En verdad la contemplación  es una sutilísima borrachera, como si el alma  hubiera, amigablemente, departido en las tabernas del cielo horas  de  festiva emoción con sus iguales.
 Fray Luis de León contempla y cree que lo contemplado lo contempla a su vez  a él y lo escucha. Está seguro de la existencia de una silenciosa comunicación entre el Creador y lo  Creado.
No hay soledad, no hay abandono entre el Señor y sus criaturas.
El contemplador lo sabe, y nos lo comunica de esta manera:

“No hay habla ni lenguaje  tan diverso
 que aquesta voz del cielo no dé oído;
 vuela esta  voz por todo el universo,
su son de  polo a polo ha discurrido.”

Esta gran  confianza del contemplativo, respecto a que su voz es escuchada en todos los rincones  de lo existente es hartamente consoladora, porque lo hace partícipe de todo lo Creado en la  memoria indeleble del Creador. ¿Qué puede, entonces, de lo  humano turbarlo?
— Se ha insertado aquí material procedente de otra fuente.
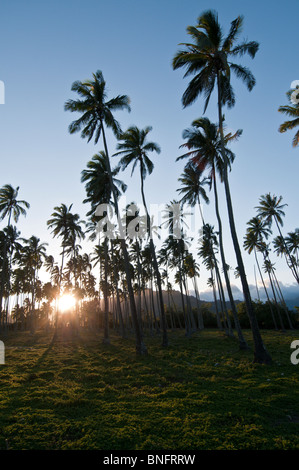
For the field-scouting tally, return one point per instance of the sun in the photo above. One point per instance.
(66, 302)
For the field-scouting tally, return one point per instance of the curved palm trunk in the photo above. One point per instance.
(140, 346)
(276, 303)
(261, 355)
(292, 266)
(106, 339)
(156, 270)
(220, 326)
(242, 343)
(222, 300)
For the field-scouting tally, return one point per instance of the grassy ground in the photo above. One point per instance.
(200, 393)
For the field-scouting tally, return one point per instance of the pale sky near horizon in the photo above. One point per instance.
(46, 46)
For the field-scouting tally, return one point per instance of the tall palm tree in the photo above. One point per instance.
(96, 111)
(204, 145)
(67, 226)
(292, 111)
(10, 207)
(269, 209)
(31, 258)
(256, 232)
(98, 189)
(292, 242)
(134, 149)
(192, 186)
(209, 59)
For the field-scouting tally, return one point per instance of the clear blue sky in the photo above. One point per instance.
(46, 46)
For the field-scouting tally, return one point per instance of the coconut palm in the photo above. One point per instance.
(269, 209)
(98, 189)
(256, 232)
(204, 145)
(292, 242)
(31, 258)
(192, 186)
(67, 226)
(10, 206)
(134, 148)
(292, 111)
(209, 59)
(96, 112)
(97, 182)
Nada en absoluto. Y ahí radica la  fuerza extraordinaria de la  mujer o el hombre de encendida  fe religiosa: en el sentirse realmente ser, al margen
de las circunstancias  pasajeras que traen y llevan, por los  más varios  caminos,  nuestras terrenales  vidas... no destinadas a ser  tierra, sino cielo perenne y perenne misterio eternal en el seguro reino del Señor.
Fray  Luis de León cantó y vivió en y para el cielo y  aquí está su poesía, honda y fragante, testimoniándonoslo.